Il governo italiano impostò la sua difesa negando, nella sostanza, l'intero complesso delle accuse formulate dalle commissioni regionali sovietiche, raccogliendo contemporaneamente una controdocumentazione che fosse in grado di indicare le truppe russe come responsabili di crimini contro i soldati Italiani.

Rispetto alle denunce di crimini nella città di Enakievo (Rikowo) che vedevano coinvolti il comandante della divisione "Torino" Roberto Lerici, il comandante della città di Enakievo Luigi Grappelli e Bernardo Giannetti la documentazione italiana affermava: "[...] gli accusati in effetti sono gen. Lerici Roberto, comandante della div. "Torino" dal 13 febbraio 1942; capo genio Grappelli Luigi, capitano addetto genio della div. "Torino" fino ai primi di dicembre del '41 e da quest'epoca incaricato di reggere l'ufficio Affari Civili dello stesso comando; ten.co. medico Giannetti Bernardo, capo ufficio Sanità del comando della div. "Torino". L'accusa, come si rileva dalla sintesi dell'atto della commissione della città di Enakievo (Rikowo) [...] consiste nell'aver promosso la distruzione di un molto ingente numero di stabilimenti sanitari esistenti nella città di Enakievo. (fonte ICSR Fondo Mario Palermo, b.54, fasc.256, "Promemoria sulle accuse mosse da parte russa ai militari italiani secondo quanto risulta dalla nota presentata dal rappresentante sovietico Kostylev al conte Sforza").

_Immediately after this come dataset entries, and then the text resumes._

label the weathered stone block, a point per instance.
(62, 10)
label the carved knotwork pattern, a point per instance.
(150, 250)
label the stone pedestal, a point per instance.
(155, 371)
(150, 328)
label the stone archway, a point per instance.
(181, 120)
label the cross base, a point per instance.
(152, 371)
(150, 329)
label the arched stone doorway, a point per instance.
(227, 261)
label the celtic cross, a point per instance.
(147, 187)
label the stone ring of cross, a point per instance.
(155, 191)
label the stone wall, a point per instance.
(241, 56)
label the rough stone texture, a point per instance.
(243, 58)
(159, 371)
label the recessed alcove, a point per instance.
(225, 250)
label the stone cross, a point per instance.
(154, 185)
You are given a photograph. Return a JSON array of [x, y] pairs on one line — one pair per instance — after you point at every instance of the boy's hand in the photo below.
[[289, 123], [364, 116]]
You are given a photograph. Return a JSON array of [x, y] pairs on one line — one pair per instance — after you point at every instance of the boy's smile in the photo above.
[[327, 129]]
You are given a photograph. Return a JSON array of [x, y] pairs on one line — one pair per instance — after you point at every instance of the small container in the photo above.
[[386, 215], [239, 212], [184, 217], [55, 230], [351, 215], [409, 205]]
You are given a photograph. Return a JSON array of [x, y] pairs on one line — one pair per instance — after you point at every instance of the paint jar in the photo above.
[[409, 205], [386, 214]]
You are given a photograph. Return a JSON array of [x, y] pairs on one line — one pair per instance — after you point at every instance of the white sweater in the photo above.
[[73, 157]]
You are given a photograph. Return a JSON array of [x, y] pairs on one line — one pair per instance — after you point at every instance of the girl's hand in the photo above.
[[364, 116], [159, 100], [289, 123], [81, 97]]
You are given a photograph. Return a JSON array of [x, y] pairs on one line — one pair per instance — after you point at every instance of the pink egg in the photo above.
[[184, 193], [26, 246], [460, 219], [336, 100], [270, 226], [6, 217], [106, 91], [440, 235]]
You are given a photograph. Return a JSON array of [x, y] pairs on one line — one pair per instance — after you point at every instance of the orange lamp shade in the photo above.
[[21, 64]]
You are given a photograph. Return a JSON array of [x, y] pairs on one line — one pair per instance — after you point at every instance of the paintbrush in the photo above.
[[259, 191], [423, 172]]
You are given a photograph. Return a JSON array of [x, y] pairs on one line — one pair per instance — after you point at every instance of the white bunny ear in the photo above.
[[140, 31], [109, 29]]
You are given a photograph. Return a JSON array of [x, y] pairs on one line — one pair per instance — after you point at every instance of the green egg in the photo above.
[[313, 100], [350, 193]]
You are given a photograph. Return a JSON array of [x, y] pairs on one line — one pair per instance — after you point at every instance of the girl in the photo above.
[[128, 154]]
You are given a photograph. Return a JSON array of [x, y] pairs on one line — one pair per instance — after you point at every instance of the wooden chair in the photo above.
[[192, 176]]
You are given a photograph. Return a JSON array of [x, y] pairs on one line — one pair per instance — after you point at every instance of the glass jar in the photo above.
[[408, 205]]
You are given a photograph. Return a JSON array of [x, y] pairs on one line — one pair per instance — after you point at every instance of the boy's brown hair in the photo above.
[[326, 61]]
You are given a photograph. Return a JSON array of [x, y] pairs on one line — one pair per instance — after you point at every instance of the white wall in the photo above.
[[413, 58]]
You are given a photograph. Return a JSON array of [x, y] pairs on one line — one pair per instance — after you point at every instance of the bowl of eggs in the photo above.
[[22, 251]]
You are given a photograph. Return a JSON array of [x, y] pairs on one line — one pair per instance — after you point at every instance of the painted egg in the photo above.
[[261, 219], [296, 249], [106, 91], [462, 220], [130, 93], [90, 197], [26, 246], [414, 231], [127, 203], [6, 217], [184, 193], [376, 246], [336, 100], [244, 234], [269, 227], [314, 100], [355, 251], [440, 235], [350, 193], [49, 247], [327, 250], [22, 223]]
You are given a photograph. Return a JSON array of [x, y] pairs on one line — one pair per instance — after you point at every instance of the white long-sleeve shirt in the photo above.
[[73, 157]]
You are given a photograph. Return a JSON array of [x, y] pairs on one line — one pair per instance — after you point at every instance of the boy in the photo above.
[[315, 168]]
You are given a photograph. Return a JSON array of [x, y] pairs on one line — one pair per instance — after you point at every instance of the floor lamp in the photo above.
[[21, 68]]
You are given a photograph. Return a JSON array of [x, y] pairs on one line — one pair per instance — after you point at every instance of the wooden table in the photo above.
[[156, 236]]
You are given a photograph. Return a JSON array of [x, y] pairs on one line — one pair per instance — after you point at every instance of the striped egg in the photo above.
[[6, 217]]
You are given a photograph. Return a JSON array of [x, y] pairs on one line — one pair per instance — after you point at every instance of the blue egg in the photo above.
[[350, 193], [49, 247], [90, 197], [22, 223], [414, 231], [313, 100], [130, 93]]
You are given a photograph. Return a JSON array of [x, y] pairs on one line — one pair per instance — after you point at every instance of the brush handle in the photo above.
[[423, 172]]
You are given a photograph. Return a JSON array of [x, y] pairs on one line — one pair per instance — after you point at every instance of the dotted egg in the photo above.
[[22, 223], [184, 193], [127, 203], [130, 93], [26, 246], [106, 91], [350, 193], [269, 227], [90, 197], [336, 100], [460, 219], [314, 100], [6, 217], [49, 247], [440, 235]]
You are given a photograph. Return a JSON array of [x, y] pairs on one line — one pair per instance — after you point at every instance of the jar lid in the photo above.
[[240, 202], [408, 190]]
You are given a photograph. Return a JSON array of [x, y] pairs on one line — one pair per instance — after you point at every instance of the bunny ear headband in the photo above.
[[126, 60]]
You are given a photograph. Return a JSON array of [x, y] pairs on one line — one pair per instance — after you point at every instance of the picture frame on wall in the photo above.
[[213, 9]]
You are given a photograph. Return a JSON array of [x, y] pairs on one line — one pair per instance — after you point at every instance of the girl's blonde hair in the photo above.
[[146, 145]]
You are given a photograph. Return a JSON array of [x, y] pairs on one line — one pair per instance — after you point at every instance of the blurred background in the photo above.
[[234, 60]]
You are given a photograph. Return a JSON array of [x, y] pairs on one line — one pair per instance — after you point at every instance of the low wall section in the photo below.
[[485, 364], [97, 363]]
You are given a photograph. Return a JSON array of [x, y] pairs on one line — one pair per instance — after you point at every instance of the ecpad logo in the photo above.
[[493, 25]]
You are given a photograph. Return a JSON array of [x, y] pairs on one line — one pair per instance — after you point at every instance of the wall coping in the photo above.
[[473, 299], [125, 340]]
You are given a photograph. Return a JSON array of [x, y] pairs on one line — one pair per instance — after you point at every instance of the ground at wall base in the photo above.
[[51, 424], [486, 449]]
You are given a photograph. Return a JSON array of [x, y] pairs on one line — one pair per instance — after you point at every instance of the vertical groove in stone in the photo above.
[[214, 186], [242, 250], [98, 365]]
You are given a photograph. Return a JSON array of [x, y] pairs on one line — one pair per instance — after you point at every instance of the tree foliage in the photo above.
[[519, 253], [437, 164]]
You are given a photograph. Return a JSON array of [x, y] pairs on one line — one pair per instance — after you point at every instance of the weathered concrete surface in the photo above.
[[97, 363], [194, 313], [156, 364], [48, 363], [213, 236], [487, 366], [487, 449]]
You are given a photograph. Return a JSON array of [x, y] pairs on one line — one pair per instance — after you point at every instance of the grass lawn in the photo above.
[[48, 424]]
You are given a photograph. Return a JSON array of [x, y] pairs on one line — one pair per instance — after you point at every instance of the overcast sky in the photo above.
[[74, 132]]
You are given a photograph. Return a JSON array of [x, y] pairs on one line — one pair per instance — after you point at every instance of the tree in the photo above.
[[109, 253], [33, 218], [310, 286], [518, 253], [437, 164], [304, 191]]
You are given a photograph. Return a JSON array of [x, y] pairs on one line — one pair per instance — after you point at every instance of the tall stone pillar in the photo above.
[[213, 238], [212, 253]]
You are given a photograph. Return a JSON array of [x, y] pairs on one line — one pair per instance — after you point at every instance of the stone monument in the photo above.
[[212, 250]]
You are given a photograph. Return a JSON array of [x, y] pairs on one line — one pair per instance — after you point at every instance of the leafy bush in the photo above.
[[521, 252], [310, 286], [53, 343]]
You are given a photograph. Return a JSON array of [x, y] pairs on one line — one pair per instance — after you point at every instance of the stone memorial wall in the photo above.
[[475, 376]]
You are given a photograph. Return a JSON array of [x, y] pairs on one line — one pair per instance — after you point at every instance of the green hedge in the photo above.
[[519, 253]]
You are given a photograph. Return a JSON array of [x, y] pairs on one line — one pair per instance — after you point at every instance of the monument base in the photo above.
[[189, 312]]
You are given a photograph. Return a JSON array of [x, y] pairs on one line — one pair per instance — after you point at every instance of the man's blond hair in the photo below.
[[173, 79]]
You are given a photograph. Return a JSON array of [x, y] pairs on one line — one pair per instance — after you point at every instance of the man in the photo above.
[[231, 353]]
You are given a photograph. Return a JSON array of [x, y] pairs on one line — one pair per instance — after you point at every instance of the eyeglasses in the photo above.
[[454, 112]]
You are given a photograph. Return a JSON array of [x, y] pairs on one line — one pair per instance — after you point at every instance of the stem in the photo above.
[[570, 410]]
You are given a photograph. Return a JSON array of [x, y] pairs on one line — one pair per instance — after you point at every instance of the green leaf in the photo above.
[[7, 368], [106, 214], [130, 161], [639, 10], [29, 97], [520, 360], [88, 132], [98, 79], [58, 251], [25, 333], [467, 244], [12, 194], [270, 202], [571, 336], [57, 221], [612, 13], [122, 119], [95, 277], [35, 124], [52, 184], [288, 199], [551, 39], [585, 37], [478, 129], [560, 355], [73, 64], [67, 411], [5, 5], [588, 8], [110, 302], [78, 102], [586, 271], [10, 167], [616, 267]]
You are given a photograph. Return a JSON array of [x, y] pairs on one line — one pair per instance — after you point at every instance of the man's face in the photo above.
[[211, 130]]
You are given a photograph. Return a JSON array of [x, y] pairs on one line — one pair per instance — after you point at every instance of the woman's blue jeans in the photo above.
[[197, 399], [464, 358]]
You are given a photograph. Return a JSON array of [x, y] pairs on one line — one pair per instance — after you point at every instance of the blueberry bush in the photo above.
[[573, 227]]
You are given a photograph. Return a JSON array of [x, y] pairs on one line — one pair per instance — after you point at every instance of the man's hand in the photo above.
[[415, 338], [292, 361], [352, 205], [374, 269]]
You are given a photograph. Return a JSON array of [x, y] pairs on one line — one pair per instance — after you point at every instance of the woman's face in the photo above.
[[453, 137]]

Da punto di vista dei danni arrecati alla città occupata e contestati dalla commissione sovietica, in particolare a strutture ospedaliere e di ricovero, le autorità italiane respinsero ogni accusa, collegando alcuni danni nell'ambito della battaglia, durata quindici giorni, per la conquista di Enakievo. La relazione Italiana sostenne inoltre che le locali strutture sanitarie, industriali e agricole fossero state danneggiate o distrutte dagli stessi russi nell'ambito di un'azione di difesa anti-italiana mirante a rendere inutilizzabili le infrastrutture della città una volta che essa fosse stata posta da sotto il controllo del regio esercito: "[...] la zona fu occupata inizialmente da reparti delle divisioni 3° Cedere e Pasubio e non dalla div. Torino. Nella zona, e specie in quella di Gorlowka, si combatté accanitamente per quindici giorni. [...] risulta che in questa zona, come del resto in tutte le altre dove i russi sono stati costretti a sgomberare, fabbriche, officine, ferrovie, impianti di qualsiasi genere e specie che potessero servire all'occupante, sono stati rinvenuti distrutti con scientifica meticolosità così come avevano prescritto le supreme autorità sovietiche". (fonte ICSR Fondo Mario Palermo, b.54, fasc.256, "Promemoria sulle accuse mosse da parte russa ai militari italiani secondo quanto risulta dalla nota presentata dal rappresentante sovietico Kostylev al conte Sforza", pp.4).